The Muscular Dystrophy Association, which has its national
headquarters in Tucson, fights more than 40 neuromuscular diseases
through programs of services, research and health education.
Ross became an MDA vice president in 1973. He was elected to the
association's board of directors and named senior vice president in
1991. He was designated president and chief executive officer of the
voluntary health organization in 2001.
Entertainer Jerry Lewis, MDA's national chairman, said: "Bob Ross
was the driving force that gave MDA its energy and its tremendous
level of quality. Those of us who knew him well realize that it was
his vision that shaped MDA into the powerful force it has become."
Lewis added, "He was also a dear personal friend to me and to
thousands of people with neuromuscular diseases. MDA and I will miss
him tremendously."
Lois R. West, chairman of the board of directors, said: "Bob Ross
was a remarkably dedicated leader, who developed MDA from its early
days as a handful of local chapters into its status as one of the
nation's and the world's best-known health organizations."
West added, "For more than four decades, he coordinated MDA
activities related to fundraising, publicity, medical and
humanitarian services, disability policies, and above all, medical
research.

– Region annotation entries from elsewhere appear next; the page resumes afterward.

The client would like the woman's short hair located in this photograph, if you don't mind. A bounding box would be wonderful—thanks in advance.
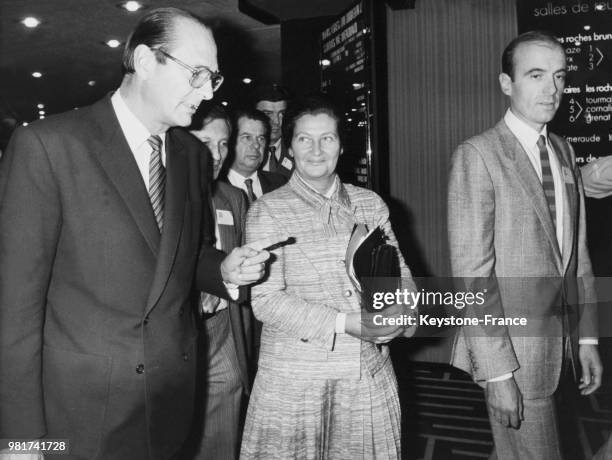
[283,93,344,148]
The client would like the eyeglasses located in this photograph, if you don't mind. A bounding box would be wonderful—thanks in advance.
[153,48,223,92]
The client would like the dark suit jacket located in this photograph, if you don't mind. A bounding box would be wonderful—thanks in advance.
[213,181,253,393]
[0,97,227,459]
[257,171,287,193]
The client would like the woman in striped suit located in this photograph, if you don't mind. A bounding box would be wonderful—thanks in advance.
[241,96,414,460]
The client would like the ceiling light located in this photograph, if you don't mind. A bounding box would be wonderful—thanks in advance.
[121,1,142,13]
[21,16,40,29]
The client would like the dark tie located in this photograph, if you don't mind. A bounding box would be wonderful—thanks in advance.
[147,135,166,233]
[537,136,557,227]
[268,146,278,172]
[244,179,257,203]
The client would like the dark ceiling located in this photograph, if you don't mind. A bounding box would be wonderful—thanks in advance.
[0,0,281,122]
[0,0,355,122]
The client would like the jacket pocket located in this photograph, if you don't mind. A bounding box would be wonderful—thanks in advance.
[43,346,112,459]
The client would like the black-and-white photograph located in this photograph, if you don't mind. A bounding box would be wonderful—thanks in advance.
[0,0,612,460]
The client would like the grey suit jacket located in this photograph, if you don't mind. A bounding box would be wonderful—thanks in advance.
[213,181,253,393]
[448,120,596,398]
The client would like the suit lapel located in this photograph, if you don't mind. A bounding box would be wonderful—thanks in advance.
[213,187,238,252]
[257,171,272,193]
[550,136,578,273]
[497,120,562,272]
[147,130,188,312]
[92,97,160,255]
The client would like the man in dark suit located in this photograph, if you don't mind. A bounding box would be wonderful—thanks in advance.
[227,109,287,202]
[0,8,268,460]
[253,83,295,179]
[448,32,602,460]
[190,107,254,460]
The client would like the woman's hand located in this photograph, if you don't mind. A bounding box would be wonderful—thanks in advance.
[345,304,406,343]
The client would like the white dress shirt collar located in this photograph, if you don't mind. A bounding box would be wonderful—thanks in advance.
[111,90,166,188]
[227,168,263,198]
[504,109,548,150]
[111,90,166,152]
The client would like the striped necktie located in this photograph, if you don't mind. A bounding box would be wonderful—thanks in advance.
[268,146,278,172]
[244,179,257,203]
[147,135,166,233]
[537,135,557,227]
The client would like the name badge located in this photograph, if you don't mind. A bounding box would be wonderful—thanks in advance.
[217,209,234,225]
[561,166,574,184]
[281,157,293,169]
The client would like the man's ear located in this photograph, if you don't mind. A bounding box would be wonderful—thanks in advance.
[499,72,512,96]
[134,43,157,80]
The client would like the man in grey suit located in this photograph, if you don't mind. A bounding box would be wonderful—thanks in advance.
[448,32,602,460]
[253,83,295,179]
[227,109,287,202]
[190,107,254,460]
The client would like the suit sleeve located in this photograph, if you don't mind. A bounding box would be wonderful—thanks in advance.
[448,143,519,381]
[0,127,61,439]
[570,146,599,338]
[371,194,418,337]
[246,200,338,350]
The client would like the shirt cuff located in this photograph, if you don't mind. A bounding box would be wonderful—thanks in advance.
[223,281,240,300]
[336,313,346,334]
[487,372,512,382]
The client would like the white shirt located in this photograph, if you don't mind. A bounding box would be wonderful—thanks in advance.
[504,109,565,254]
[227,169,263,198]
[111,90,166,190]
[262,137,283,171]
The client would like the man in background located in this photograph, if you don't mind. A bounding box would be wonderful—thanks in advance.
[227,109,287,202]
[448,32,602,460]
[254,83,295,179]
[190,106,255,460]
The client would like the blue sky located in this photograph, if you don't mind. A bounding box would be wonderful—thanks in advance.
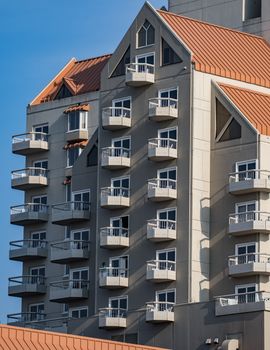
[0,0,167,323]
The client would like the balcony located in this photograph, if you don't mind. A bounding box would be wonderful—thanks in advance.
[149,98,178,122]
[101,147,130,170]
[216,291,270,316]
[12,132,49,156]
[228,253,270,277]
[100,187,130,209]
[8,275,46,297]
[228,211,270,236]
[52,202,90,226]
[51,240,90,264]
[148,179,177,202]
[10,203,48,226]
[100,227,129,249]
[146,301,174,323]
[50,280,89,303]
[11,168,48,191]
[9,239,48,261]
[102,107,131,130]
[66,129,88,142]
[147,219,176,242]
[99,307,127,329]
[148,138,177,162]
[229,170,270,195]
[126,63,155,87]
[99,267,128,289]
[146,260,176,283]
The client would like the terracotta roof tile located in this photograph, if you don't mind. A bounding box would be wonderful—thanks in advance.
[218,84,270,136]
[0,325,167,350]
[31,55,111,105]
[157,10,270,87]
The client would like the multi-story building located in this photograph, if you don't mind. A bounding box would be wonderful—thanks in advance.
[9,3,270,350]
[168,0,270,41]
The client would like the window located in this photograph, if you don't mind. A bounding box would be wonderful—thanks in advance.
[86,145,98,167]
[158,88,178,108]
[67,147,82,167]
[162,39,183,66]
[157,208,176,230]
[111,46,130,77]
[68,111,88,131]
[243,0,262,21]
[137,19,155,48]
[235,160,257,181]
[235,284,257,304]
[69,307,88,318]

In doing so, he constantly kept the attention of a
nationwide staff and an army of 2 million volunteers focused on
MDA's overriding mission -- the search for treatments and cures for
neuromuscular diseases."
Jerry Weinberg, the association's chief operating officer and a
colleague of 49 years, said Ross was an outstanding executive and a
dear friend.
"It was a great honor and privilege to work with Bob Ross in
building MDA into an internationally recognized nonprofit agency,"
Weinberg said. "In addition to being an unmatched leader and
humanitarian, Bob was my best and closest friend."

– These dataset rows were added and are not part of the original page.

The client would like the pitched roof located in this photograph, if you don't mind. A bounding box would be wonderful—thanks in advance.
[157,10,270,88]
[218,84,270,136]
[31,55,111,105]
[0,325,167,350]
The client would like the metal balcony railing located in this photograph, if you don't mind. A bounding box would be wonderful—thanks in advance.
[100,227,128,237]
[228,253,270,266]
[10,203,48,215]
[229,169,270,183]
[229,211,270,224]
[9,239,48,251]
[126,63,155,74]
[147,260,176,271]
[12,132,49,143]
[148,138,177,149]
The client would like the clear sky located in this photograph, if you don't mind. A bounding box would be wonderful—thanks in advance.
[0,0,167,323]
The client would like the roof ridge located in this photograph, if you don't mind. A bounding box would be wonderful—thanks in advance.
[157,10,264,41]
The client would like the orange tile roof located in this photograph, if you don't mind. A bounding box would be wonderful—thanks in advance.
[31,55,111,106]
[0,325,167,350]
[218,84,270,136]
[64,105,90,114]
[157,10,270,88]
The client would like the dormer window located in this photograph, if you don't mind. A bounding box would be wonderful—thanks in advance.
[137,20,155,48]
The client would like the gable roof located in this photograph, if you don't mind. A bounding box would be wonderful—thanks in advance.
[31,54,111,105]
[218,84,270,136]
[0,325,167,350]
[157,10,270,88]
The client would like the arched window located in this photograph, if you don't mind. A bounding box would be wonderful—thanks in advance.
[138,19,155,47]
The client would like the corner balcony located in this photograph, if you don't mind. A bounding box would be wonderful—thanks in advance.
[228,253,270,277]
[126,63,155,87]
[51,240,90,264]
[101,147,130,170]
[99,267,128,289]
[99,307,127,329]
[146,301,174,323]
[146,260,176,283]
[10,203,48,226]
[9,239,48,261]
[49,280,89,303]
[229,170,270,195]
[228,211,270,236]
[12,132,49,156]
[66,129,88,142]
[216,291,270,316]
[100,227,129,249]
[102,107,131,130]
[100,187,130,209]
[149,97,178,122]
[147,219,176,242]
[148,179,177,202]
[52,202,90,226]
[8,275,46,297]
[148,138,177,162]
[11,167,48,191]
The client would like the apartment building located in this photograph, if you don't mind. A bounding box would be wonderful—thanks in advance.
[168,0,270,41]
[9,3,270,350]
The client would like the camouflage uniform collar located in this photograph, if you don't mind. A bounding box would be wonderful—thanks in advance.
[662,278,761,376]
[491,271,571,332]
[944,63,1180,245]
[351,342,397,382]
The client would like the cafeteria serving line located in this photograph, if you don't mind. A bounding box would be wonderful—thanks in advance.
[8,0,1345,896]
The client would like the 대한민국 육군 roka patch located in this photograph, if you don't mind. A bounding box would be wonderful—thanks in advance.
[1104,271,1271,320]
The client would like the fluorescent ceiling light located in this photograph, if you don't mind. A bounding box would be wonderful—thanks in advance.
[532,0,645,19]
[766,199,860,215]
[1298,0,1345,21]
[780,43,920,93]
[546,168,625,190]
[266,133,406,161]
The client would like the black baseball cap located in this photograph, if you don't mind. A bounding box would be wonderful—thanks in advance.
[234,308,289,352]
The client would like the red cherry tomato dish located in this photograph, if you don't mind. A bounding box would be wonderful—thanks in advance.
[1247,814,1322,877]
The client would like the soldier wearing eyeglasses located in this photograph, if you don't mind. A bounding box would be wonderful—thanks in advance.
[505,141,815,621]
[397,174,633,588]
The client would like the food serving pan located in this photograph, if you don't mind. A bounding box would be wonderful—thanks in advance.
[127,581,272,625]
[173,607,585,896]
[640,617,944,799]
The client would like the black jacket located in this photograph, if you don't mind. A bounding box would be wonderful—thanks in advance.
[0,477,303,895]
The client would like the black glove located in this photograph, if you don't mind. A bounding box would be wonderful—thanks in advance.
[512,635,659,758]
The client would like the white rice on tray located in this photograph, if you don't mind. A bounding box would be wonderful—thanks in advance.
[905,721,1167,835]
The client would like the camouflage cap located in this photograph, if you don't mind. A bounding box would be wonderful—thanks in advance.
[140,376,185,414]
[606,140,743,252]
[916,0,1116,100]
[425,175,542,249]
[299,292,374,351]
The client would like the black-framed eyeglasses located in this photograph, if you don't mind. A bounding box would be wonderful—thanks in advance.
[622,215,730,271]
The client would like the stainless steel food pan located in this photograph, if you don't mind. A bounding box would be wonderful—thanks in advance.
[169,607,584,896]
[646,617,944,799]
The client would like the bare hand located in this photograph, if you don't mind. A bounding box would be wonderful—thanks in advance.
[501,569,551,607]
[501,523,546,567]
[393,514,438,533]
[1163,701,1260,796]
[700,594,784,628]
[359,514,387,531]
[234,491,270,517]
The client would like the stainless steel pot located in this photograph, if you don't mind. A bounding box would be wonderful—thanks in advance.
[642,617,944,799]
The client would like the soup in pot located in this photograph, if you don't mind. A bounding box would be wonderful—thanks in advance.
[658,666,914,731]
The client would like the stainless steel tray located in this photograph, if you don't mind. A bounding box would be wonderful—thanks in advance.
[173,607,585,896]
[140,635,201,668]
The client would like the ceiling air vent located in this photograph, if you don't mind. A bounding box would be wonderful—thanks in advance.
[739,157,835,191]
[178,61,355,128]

A native New Yorker, Ross worked as a radio writer and publicist
before joining MDA.
He was on the staff of the U.S. coordinator of information for
the Voice of America and the U.S. Department of State from 1942 to
1951. In that capacity, for several years he wrote the
English-language version of "America Calling Europe," a broadcast on
world affairs that was beamed out worldwide each morning via the BBC
in London. He's credited with suggesting that the agency be renamed
"Voice of America."
Ross' leadership of MDA
As MDA's public information director, Ross recruited dozens of
business leaders and celebrities to help the association and
nurtured good relationships with the media. In 1966, he persuaded
Jerry Lewis to star in an MDA telethon on Labor Day -- the first
broadcast of what has become the nation's largest and best-known
televised fundraiser and an American Labor Day tradition.
In the 1970s, Ross represented MDA on the President's Committee
on Employment of the Handicapped (now the President's Committee on
Employment of People with Disabilities). In 1992, the Robert Ross
Scholarship for Rehabilitation Medicine was established by the
Newman Family Foundation at the University of Michigan School of
Medicine.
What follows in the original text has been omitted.